Canada has taken a similar approach. Health Canada removed cloned meat from its “novel foods” category, and upcoming regulations will not require beef and pork manufacturers to disclose whether their products came from cloned animals. In Europe, the situation is different. The European Parliament voted by a large margin to ban the cloning of farm animals, reflecting widespread public skepticism of the technology across member countries. E.U. nations have stated that no agricultural cloning currently takes place in their territories, though farmers have been able to import semen or embryos from cloned animals, and meat from the offspring of clones has been sold in the United Kingdom.
Cloned Meat vs. Lab-Grown Meat
These two concepts get confused often, but they’re fundamentally different. Cloned meat comes from a real, living animal that was born, raised, and processed the same way any other farm animal would be. The only unusual part is how that animal (or its parent) was conceived. The meat itself is conventional muscle tissue from a conventional animal body.

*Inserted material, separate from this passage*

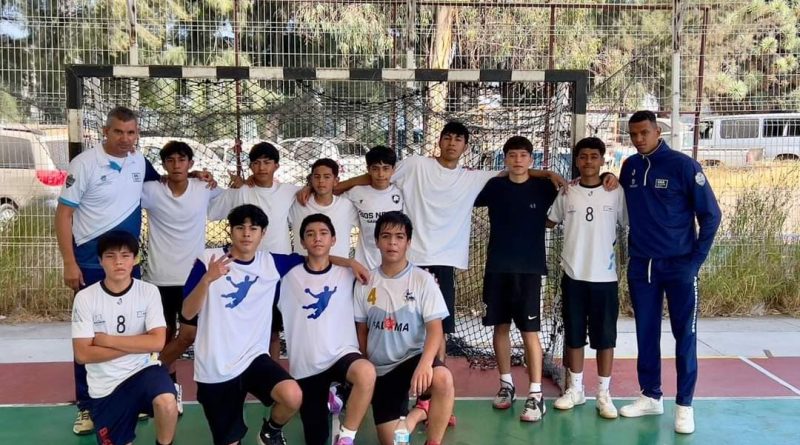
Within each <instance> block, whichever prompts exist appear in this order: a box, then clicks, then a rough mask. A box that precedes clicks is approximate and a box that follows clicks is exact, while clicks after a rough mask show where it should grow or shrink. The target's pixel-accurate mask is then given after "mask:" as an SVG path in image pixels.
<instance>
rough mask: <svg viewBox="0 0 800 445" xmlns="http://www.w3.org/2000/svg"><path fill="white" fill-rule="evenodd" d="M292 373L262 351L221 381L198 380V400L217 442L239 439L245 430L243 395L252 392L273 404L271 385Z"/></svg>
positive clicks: (266, 402)
mask: <svg viewBox="0 0 800 445" xmlns="http://www.w3.org/2000/svg"><path fill="white" fill-rule="evenodd" d="M291 378H292V377H291V376H290V375H289V373H288V372H286V370H285V369H283V367H281V365H279V364H278V363H276V362H275V361H274V360H272V359H271V358H270V357H269V355H267V354H261V355H259V356H258V357H256V358H255V359H254V360H253V362H252V363H250V366H248V367H247V369H245V370H244V372H243V373H241V374H239V376H237V377H235V378H233V379H231V380H228V381H227V382H220V383H201V382H197V401H198V402H199V403H200V405H202V406H203V412H204V413H205V415H206V419H207V420H208V426H209V427H210V428H211V436H212V437H213V439H214V443H215V444H217V445H220V444H225V445H228V444H230V443H233V442H237V441H239V440H241V439H242V438H243V437H244V435H245V434H246V433H247V425H245V423H244V399H245V398H246V397H247V393H250V394H252V395H254V396H255V397H256V398H257V399H258V400H260V401H261V403H263V404H264V405H266V406H270V405H272V403H273V402H274V401H273V400H272V396H271V393H272V389H273V388H275V386H276V385H277V384H278V383H281V382H282V381H284V380H291Z"/></svg>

Lab-grown meat, often called cultivated or cell-cultured meat, is produced by taking a small sample of animal cells and growing them in a bioreactor, essentially building muscle tissue from scratch without ever raising or slaughtering an animal. The end products look and taste different, face entirely separate regulatory pathways, and raise distinct questions about cost, scalability, and consumer acceptance. If you’re eating a steak from a cloned animal’s offspring, you’re eating a steak from a cow that lived on a farm. That’s not the case with cultivated meat.
Animal Welfare Concerns
The biggest ethical questions around cloned meat center not on the consumer but on the animals involved in the cloning process. The overall success rate of somatic cell nuclear transfer in cattle sits below 5%, meaning the vast majority of embryos don’t survive. Surrogate mothers carrying cloned embryos face higher rates of pregnancy complications. And some cloned animals that do survive to birth experience health problems during the newborn period that aren’t seen at the same rate in conventionally bred animals.

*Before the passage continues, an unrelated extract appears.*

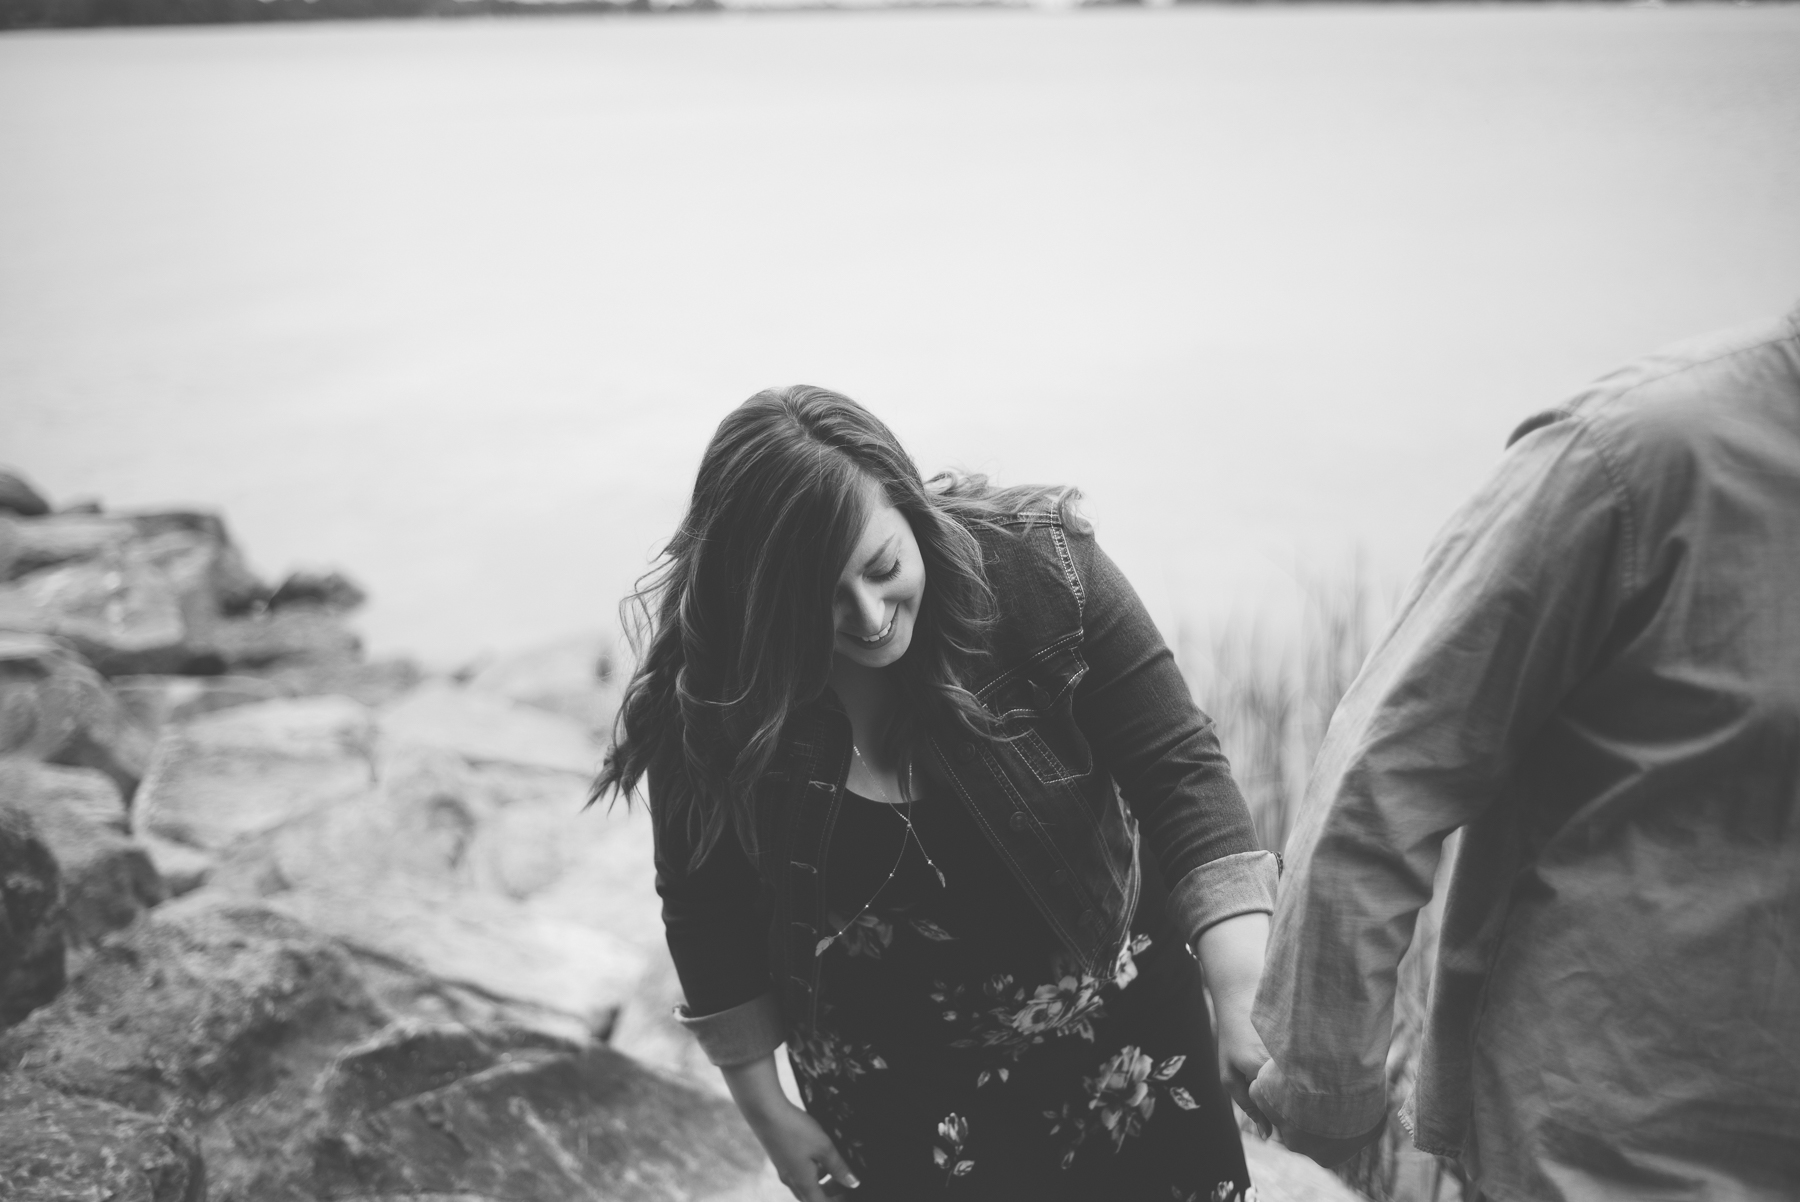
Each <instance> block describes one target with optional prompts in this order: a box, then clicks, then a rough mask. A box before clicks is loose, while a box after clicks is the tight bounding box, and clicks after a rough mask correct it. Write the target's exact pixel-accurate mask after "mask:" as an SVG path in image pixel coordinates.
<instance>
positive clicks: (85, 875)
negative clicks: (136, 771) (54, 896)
mask: <svg viewBox="0 0 1800 1202" xmlns="http://www.w3.org/2000/svg"><path fill="white" fill-rule="evenodd" d="M0 804H11V806H13V808H14V810H22V812H25V813H29V815H31V817H32V822H34V826H36V828H38V833H40V835H41V837H43V842H45V846H49V849H50V855H54V857H56V864H58V869H59V876H61V882H63V921H65V930H67V936H68V943H70V945H72V946H88V945H92V943H94V941H95V939H99V937H101V936H103V934H106V932H108V930H117V928H121V927H130V925H131V923H133V921H137V918H139V916H140V914H142V912H144V910H148V909H149V907H153V905H157V903H160V902H162V900H164V898H166V896H167V891H166V889H164V884H162V876H160V875H158V873H157V869H155V866H153V864H151V860H149V855H148V853H146V851H144V848H140V846H139V844H135V842H133V840H131V839H130V835H126V812H124V799H122V797H119V790H117V786H115V785H113V783H112V781H110V779H106V777H104V776H103V774H99V772H95V770H92V768H58V767H50V765H41V763H34V761H29V759H18V758H0Z"/></svg>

These welfare issues are a major reason why cloning remains a niche tool used primarily for high-value breeding stock rather than a mass-production method. The cost and biological toll make it impractical for anything other than preserving and propagating elite genetics. The animals that actually produce meat for consumers are overwhelmingly the naturally bred offspring of clones, animals whose health profiles look no different from the rest of the herd.